We could verify the importance of eDMR in epigenetic regulation of the anti-PD-1 response with a recently published independent cohort of NSCLC patients with methylation profiles by EPIC chip, recruited by Samsung Medical Center (referred to as SMC cohort)41 (detailed information is described in Supplementary Methods and Table S6). We found that although both pDMR and eDMR are significantly overlap between our cohort (referred to as YCC cohort) and SMC cohort, concordance for eDMR between two independent cohorts was substantially more significant (Fig. S1). Furthermore, we found that eDMR target genes are significantly enriched for immune-related, oncogenic, and metabolic-regulation pathways, but not for pDMR in SMC cohort (Fig. S2). These consistent results from two independent cohorts confirmed that eDMR has bigger roles in epigenetic regulation via methylation than pDMR in anti-PD-1 efficacy.

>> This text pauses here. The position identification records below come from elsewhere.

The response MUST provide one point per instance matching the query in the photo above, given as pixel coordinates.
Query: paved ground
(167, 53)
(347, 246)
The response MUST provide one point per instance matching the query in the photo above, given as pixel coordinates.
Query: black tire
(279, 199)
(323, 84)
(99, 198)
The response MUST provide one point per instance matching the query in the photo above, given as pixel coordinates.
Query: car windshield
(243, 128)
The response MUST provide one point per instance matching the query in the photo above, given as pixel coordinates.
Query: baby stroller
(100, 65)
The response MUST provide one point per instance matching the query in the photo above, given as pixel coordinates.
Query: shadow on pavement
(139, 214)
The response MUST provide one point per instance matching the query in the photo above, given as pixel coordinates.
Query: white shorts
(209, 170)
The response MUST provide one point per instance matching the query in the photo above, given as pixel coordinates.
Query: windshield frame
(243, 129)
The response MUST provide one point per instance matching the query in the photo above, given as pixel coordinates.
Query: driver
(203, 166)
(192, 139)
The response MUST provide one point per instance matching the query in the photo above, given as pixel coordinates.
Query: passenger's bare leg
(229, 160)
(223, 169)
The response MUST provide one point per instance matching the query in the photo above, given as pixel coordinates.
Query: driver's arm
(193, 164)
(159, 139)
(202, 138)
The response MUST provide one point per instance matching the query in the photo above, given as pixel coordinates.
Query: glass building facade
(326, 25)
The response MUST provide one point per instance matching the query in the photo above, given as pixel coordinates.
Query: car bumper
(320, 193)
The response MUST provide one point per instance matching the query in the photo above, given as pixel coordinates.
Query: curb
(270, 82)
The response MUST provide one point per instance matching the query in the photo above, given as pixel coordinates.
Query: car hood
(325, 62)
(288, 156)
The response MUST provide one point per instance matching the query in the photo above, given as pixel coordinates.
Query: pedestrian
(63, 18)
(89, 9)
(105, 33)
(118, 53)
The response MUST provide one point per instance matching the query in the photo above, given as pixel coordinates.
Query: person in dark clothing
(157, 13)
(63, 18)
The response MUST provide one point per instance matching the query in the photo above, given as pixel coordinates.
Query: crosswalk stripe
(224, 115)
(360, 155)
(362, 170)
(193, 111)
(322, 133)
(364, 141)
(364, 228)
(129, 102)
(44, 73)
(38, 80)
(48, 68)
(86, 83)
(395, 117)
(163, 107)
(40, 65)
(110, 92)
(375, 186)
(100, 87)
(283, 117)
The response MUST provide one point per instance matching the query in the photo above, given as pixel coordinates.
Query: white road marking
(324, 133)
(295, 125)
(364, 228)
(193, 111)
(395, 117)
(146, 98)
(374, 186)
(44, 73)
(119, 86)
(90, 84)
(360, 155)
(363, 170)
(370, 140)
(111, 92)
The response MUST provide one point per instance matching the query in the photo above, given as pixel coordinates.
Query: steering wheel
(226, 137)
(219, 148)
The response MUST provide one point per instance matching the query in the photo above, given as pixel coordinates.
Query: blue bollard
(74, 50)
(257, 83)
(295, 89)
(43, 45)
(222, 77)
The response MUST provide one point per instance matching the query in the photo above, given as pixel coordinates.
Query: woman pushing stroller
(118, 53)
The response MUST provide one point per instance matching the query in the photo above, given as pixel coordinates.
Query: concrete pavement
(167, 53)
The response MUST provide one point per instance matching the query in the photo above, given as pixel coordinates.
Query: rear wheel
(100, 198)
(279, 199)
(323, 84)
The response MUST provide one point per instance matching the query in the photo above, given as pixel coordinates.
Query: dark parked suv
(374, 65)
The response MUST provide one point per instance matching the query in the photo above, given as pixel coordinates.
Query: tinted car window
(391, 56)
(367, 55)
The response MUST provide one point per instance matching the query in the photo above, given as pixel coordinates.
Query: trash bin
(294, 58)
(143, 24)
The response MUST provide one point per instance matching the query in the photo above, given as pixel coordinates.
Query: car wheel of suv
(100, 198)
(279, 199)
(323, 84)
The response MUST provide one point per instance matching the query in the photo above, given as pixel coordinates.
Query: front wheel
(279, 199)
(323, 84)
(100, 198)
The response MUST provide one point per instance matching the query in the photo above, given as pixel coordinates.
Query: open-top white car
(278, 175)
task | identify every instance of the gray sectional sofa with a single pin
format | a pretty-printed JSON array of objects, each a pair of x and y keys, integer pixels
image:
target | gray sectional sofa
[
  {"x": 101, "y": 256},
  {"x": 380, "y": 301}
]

Methylation status of MHC-II enhancers is associated with the anti-PD-1 response

We found that the most significantly associated KEGG pathway term with eDMR target genes was “Antigen processing and presentation”. Given that tumor-derived antigen processing and presentation on MHC molecules are critical for the recognition of cancer cells by T cells, we hypothesized that antigen presentation is modulated by epigenetic regulation of HLA genes via differential methylation of enhancer regions. We found that most HLA genes targeted by DMRs were MHC class II molecules (e.g., HLA-DM, HLA-DO, HLA-DP, HLA-DQ, and HLA-DR) and showed significantly higher expression levels in responders compared with non-responders (Table S4a). Notably, most promoters of HLA genes showed no significant differences in methylation levels between responders and non-responders (Table S4b), suggesting that epigenetic regulation of HLA genes, particularly those encoding MHC-II molecules, via DNA methylation is mediated by enhancers rather than by promoters. Regulatory interactions between enhancers (eDMRs) and promoters of target HLA genes were visualized using Integrative Genomics Viewer (Fig. 3a). Multiple studies have shown that the expression of MHC-II molecules in melanoma is associated with the anti-PD-1 therapeutic effect42,43. Collectively, these results suggest that the methylation status of MHC-II enhancers in tumors modulates the anti-PD-1 therapeutic effect.

Fig. 3. Differential methylation of HLA gene enhancers for the anti-PD-1 response.

Fig. 3

a Integrative genomic view showing HLA gene clusters of human chromosome 6. Arches represent enhancer–promoter interactions. b Megascopic views of enhancer-containing regions (I–V) to highlight sequence region overlap among HLA genes, DMRs, enhancers, and super-enhancers. c Comparison of mean beta values of eDMRs targeting MHC-II between responders (R) and non-responders (NR). d, e Comparison of xCell scores between responders (R) and non-responders (NR) for CD4+ effector memory T cells d and CD8+ T cells. e The significance of difference between two groups was tested by a Wilcoxon one-sided rank sum test.

Super-enhancers are highly active enhancers bound by very large numbers of transcription factors that have key roles in determining cell identity44. Aberrant DNA methylation has been observed on the super-enhancers of several human cancer types45, and disease-associated variants are enriched in super-enhancers46. These implicate the engagement of super-enhancer methylation in regulating cancer cell differentiation, involving different responsiveness to immunotherapy. Thus, we examined whether differentially methylated enhancers targeting HLA genes are super-enhancers. We found that super-enhancers identified from lung tissues46 overlapped with eDMRs targeting HLA genes, particularly MHC-II molecules (Fig. 3b IV and V), suggesting that the methylation of super-enhancers regulating the expression of MHC-II molecules contributes to the anti-PD-1 response in NSCLC.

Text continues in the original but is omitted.